Member of the Planning Committee

Astrid Hillers is a member of the Planning Committee for the Sustainable Water Future Programme (SWFP) and a senior environmental specialist at Global Environmental facility. Astrid has joined the International Waters (IW) team, coming from the World Bank where she has worked since 2000. She has been engaged in cooperation on river basins in Africa, especially the Nile Basin Initiative, most of her time at the Bank. In the last three years, she has been part of the Bank’s Climate Change team and has been involved in developing the Bank’s ‘Strategic Framework for Development and Climate Change’ as well as working on adaptation to climate change, focusing on coordinating the Pilot Program for Climate Resilience.

Photo courtesy of: GEF International Waters Learning Exchange and Resource Network

Stefan Uhlenbrook

Member of the Planning Committee

Stefan Uhlenbrook is a member of the Planning Committee for the Sustainable Water Future Programme (SWFP) and the coordinator (Director) of the UN World Water Assessment Programme (WWAP), a UNESCO programme based in Perugia, Italy . Before joining WWAP, Stefan Uhlenbrook served UNESCO-IHE for almost 11 years in different functions, as Professor of Hydrology and Chair of the Hydrology and Water Resources Core Group (2005-2012); Director Academic Affairs (2010-2012); Vice Rector(since 2013) and Officer-in-Charge (since November 2014).) and Officer-in-Charge (since November  2014).

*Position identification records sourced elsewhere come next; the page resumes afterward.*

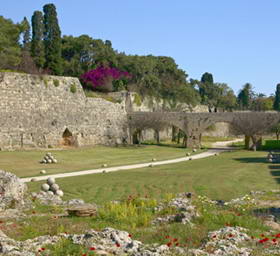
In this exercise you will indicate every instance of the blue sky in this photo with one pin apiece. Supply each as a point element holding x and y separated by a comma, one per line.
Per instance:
<point>238,41</point>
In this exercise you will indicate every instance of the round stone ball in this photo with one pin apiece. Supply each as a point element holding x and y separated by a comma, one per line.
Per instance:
<point>50,193</point>
<point>59,193</point>
<point>54,187</point>
<point>45,187</point>
<point>50,181</point>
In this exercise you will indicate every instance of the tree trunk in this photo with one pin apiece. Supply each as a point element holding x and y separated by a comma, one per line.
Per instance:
<point>247,142</point>
<point>157,136</point>
<point>174,133</point>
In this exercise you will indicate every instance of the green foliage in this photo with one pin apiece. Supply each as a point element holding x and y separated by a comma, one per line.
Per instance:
<point>276,103</point>
<point>52,40</point>
<point>26,34</point>
<point>56,82</point>
<point>9,44</point>
<point>245,96</point>
<point>73,88</point>
<point>135,212</point>
<point>272,144</point>
<point>137,99</point>
<point>37,45</point>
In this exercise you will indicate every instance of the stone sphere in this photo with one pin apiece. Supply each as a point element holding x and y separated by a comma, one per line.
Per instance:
<point>50,181</point>
<point>45,187</point>
<point>50,193</point>
<point>59,193</point>
<point>54,187</point>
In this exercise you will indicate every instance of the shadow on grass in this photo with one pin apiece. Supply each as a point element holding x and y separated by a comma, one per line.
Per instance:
<point>163,145</point>
<point>251,160</point>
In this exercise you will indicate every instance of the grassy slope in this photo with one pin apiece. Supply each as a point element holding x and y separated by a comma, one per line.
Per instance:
<point>226,176</point>
<point>26,163</point>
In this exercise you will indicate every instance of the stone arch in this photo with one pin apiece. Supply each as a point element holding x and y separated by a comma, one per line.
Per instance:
<point>67,138</point>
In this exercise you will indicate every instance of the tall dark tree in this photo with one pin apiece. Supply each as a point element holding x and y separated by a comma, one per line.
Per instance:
<point>9,44</point>
<point>245,96</point>
<point>205,82</point>
<point>276,103</point>
<point>26,34</point>
<point>37,45</point>
<point>52,40</point>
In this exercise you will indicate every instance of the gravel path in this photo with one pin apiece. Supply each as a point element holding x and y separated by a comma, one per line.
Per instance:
<point>217,147</point>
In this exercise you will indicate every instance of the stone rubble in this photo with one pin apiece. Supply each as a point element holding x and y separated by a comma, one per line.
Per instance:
<point>12,191</point>
<point>48,159</point>
<point>224,242</point>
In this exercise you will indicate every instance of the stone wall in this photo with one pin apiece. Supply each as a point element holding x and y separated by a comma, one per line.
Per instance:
<point>133,102</point>
<point>50,111</point>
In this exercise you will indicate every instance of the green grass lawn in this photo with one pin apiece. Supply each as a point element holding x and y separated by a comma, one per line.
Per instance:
<point>26,163</point>
<point>226,176</point>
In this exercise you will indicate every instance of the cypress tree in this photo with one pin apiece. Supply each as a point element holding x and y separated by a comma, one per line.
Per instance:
<point>52,40</point>
<point>276,103</point>
<point>37,45</point>
<point>26,34</point>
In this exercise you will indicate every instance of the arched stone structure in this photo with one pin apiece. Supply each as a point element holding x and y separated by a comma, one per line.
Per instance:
<point>193,124</point>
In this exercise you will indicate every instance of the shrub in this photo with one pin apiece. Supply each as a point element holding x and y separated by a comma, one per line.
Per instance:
<point>73,88</point>
<point>137,100</point>
<point>56,82</point>
<point>272,144</point>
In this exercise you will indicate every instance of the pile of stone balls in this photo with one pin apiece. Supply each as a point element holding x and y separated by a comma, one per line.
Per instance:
<point>48,159</point>
<point>51,188</point>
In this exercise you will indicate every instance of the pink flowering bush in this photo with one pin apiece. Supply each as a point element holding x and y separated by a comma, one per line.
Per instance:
<point>103,77</point>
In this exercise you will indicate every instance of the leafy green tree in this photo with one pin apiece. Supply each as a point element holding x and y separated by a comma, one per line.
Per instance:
<point>245,97</point>
<point>37,45</point>
<point>52,40</point>
<point>276,103</point>
<point>10,51</point>
<point>26,34</point>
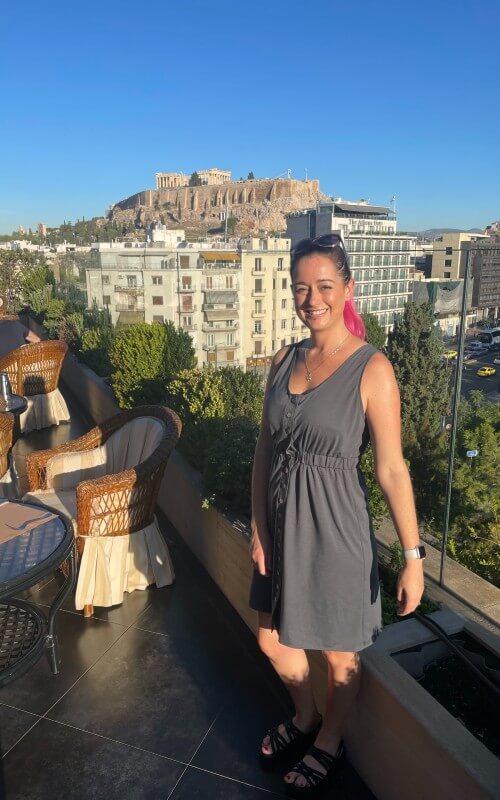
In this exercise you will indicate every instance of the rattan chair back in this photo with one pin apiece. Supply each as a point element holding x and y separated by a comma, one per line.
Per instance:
<point>6,428</point>
<point>35,368</point>
<point>125,501</point>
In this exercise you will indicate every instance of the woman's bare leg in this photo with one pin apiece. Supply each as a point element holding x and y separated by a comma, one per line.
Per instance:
<point>292,667</point>
<point>344,676</point>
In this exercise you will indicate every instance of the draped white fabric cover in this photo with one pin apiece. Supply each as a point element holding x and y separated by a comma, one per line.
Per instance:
<point>9,483</point>
<point>110,565</point>
<point>44,410</point>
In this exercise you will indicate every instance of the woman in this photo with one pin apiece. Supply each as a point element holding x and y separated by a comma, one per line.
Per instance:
<point>315,582</point>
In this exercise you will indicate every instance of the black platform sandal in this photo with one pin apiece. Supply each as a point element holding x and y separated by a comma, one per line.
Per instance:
<point>316,780</point>
<point>280,746</point>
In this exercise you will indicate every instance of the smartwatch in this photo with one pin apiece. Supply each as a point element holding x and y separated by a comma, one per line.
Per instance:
<point>415,552</point>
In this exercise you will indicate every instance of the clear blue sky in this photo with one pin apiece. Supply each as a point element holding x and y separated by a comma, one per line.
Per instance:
<point>374,99</point>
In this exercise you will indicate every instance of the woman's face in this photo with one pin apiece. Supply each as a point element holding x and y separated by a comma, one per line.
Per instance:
<point>319,292</point>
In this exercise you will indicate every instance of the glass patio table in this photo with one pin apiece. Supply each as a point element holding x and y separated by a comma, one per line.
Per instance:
<point>25,559</point>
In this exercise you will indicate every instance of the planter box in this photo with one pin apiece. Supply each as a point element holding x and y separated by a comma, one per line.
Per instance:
<point>400,740</point>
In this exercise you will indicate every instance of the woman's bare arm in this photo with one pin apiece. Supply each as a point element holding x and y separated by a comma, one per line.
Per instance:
<point>380,395</point>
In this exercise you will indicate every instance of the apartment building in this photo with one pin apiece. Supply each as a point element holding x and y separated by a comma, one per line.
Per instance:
<point>380,257</point>
<point>486,276</point>
<point>449,255</point>
<point>269,320</point>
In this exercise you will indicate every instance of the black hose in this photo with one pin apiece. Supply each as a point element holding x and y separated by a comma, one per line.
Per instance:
<point>441,634</point>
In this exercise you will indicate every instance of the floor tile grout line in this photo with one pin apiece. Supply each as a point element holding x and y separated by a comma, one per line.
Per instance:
<point>237,780</point>
<point>115,741</point>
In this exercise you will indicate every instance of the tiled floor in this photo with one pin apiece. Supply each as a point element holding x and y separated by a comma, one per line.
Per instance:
<point>165,696</point>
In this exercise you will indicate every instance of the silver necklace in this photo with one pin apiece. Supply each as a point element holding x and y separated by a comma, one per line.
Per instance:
<point>310,372</point>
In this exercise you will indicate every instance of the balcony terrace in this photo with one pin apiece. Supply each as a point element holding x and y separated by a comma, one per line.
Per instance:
<point>164,696</point>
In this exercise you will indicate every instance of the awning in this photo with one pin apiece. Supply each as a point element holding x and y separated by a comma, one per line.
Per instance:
<point>213,315</point>
<point>218,255</point>
<point>217,298</point>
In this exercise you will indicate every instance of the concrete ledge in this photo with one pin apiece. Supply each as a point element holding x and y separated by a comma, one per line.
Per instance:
<point>481,595</point>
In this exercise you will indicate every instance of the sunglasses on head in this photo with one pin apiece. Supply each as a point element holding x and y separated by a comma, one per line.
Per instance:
<point>327,241</point>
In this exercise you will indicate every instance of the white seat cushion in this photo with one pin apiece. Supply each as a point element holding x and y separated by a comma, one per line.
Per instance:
<point>65,502</point>
<point>133,443</point>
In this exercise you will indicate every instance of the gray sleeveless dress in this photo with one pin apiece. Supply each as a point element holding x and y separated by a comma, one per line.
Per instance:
<point>324,591</point>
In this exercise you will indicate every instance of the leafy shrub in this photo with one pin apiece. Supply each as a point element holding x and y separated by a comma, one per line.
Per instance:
<point>94,348</point>
<point>145,358</point>
<point>227,471</point>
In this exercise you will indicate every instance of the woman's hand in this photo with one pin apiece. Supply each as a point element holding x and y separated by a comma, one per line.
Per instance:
<point>260,551</point>
<point>410,587</point>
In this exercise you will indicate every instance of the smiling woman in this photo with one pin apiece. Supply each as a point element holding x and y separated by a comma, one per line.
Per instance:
<point>315,583</point>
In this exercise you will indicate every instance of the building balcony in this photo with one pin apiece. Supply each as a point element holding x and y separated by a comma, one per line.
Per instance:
<point>207,327</point>
<point>170,626</point>
<point>220,346</point>
<point>129,289</point>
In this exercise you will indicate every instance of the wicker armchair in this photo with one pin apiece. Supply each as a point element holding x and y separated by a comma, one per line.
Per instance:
<point>113,514</point>
<point>7,490</point>
<point>34,372</point>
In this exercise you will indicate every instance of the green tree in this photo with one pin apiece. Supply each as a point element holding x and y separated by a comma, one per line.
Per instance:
<point>415,351</point>
<point>375,333</point>
<point>145,358</point>
<point>195,180</point>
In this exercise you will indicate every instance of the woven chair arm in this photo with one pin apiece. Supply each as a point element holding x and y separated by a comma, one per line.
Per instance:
<point>118,504</point>
<point>36,462</point>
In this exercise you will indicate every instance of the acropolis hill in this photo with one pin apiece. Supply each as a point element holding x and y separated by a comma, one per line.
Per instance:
<point>256,204</point>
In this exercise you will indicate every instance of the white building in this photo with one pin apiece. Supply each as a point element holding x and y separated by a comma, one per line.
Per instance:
<point>380,258</point>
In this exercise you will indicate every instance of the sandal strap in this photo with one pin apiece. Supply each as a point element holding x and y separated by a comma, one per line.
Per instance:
<point>278,741</point>
<point>312,776</point>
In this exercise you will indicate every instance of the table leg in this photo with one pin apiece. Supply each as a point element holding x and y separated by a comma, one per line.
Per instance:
<point>51,638</point>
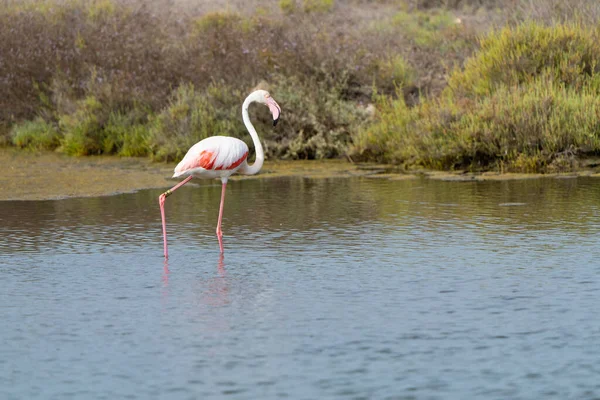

Photo courtesy of: UNESCO – IHE

Nick Schofield

Member of the Planning Committee

Nick is the Chief Executive of the Australian Water Partnership and has over 35 years’ experience in the water and natural resource management sector.  He has led 14 major research programs across Australia at the intersections of water, agriculture, forestry, mining, urbanisation, biodiversity and climate change.  Nick has developed national policies and pioneered methods in research prioritisation, evaluation and futures analysis.

Jens Liebe

Member of the Planning Committee

Jens Liebe is a Senior Programme Expert at the UNESCO-UNEVOC International Centre. He holds a PhD in Biological and Environmental Engineering from Cornell University. Prior to joining UNESCO-UNEVOC, Jens Liebe held positions as Programme Officer and Assistant Director of the UN-Water Decade Programme on Capacity Development (UNW-DPC) and as a Senior Scientist at the Center for Development Research (ZEF) of the University of Bonn. He has extensive experience in water resources and interdisciplinary research, and in working at the interface of science and implementation.